Lei Lei, She Kun
School of Information and Software Engineering, University of Electrical and Science and Technology of China, Chengdu 610054, China.
Entropy (Basel). 2018 Aug 13;20(8):600. doi: 10.3390/e20080600.
Recently, the accuracy of voice authentication system has increased significantly due to the successful application of the identity vector (i-vector) model.
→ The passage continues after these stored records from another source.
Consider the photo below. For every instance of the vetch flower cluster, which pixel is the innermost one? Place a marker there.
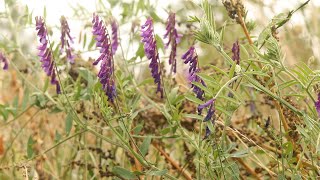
(191, 58)
(106, 72)
(115, 40)
(173, 40)
(4, 60)
(210, 114)
(45, 54)
(236, 52)
(211, 109)
(150, 48)
(66, 39)
(317, 105)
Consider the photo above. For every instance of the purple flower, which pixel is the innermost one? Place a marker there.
(208, 132)
(191, 58)
(45, 53)
(150, 49)
(317, 105)
(174, 39)
(115, 40)
(236, 52)
(106, 73)
(66, 39)
(4, 60)
(211, 110)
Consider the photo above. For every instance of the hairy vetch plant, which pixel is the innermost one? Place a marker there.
(45, 53)
(151, 51)
(106, 72)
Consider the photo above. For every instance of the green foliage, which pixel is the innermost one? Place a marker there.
(265, 122)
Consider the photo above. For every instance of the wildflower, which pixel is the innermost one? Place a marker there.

This paper proposes a new method for i-vector extraction. In the method, a perceptual wavelet packet transform (PWPT) is designed to convert speech utterances into wavelet entropy feature vectors, and a Convolutional Neural Network (CNN) is designed to estimate the frame posteriors of the wavelet entropy feature vectors. In the end, i-vector is extracted based on those frame posteriors. TIMIT and VoxCeleb speech corpus are used for experiments and the experimental results show that the proposed method can extract appropriate i-vector which reduces the equal error rate () and improve the accuracy of voice authentication system in clean and noisy environment.
近年来,由于身份向量(i-vector)模型的成功应用,语音认证系统的准确性显著提高。本文提出了一种新的i-vector提取方法。该方法中,设计了一种感知小波包变换(PWPT)将语音话语转换为小波熵特征向量,并设计了一个卷积神经网络(CNN)来估计小波熵特征向量的帧后验概率。最后,基于这些帧后验概率提取i-vector。使用TIMIT和VoxCeleb语音语料库进行实验,实验结果表明,该方法能够提取合适的i-vector,降低等错误率(EER),并提高语音认证系统在干净和嘈杂环境下的准确性。